The reality of the last 40 years has been the growing inequality between the haves and have-nots. For complex structural and psychological reasons, inequality has dominated development in our region. Racism has justified evading it.
Once a city of middle class jobs and homes, plants moved out, automation moved in and the American Dream turned into a nightmare. In the last two decades, the unrelenting assault on the public sector has especially hit African Americans. Teachers, postal workers, police, and government employees of all sorts were laid off, let go, cut back and now find themselves with reduced pensions after a lifetime of work. This, combined with the orchestrated foreclosures that ripped through our city shifting the wealth from small homeowners to big banks has meant that nearly half the city cannot afford basic necessities.
This structural problem raises profound questions. What are our obligations to one another? How do we construct lives that ensure everyone has dignity, security, protection, and the opportunity to be productive?
The sheer magnitude of the problems should be an opportunity for new thinking about the ways we have lived and the ways we need to live if we are to have a future.
People reimagining life at the neighborhood level are creating the sustainable “culture” of Detroit every day. They are creating values of care and concern that express how deeply connected we are to one another and the earth.

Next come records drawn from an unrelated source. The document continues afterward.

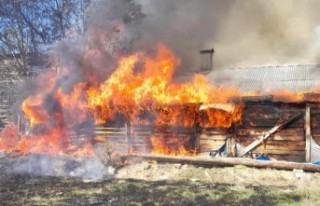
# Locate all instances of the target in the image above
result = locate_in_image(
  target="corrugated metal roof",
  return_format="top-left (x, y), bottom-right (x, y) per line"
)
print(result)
top-left (208, 64), bottom-right (320, 92)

It is time to stop pretending. We can come up with inventive ways to rebuild our city. We need a real Water Affordability Plan and we need to stop these foreclosures. No one benefits from an empty home. All of us pay the costs of evictions. We all are impoverished if we cannot find ways to ensure the dignity of everyone. But as the Mayor likes to say, we have to face reality first. We cannot afford evasions designed to protect those with power and privilege.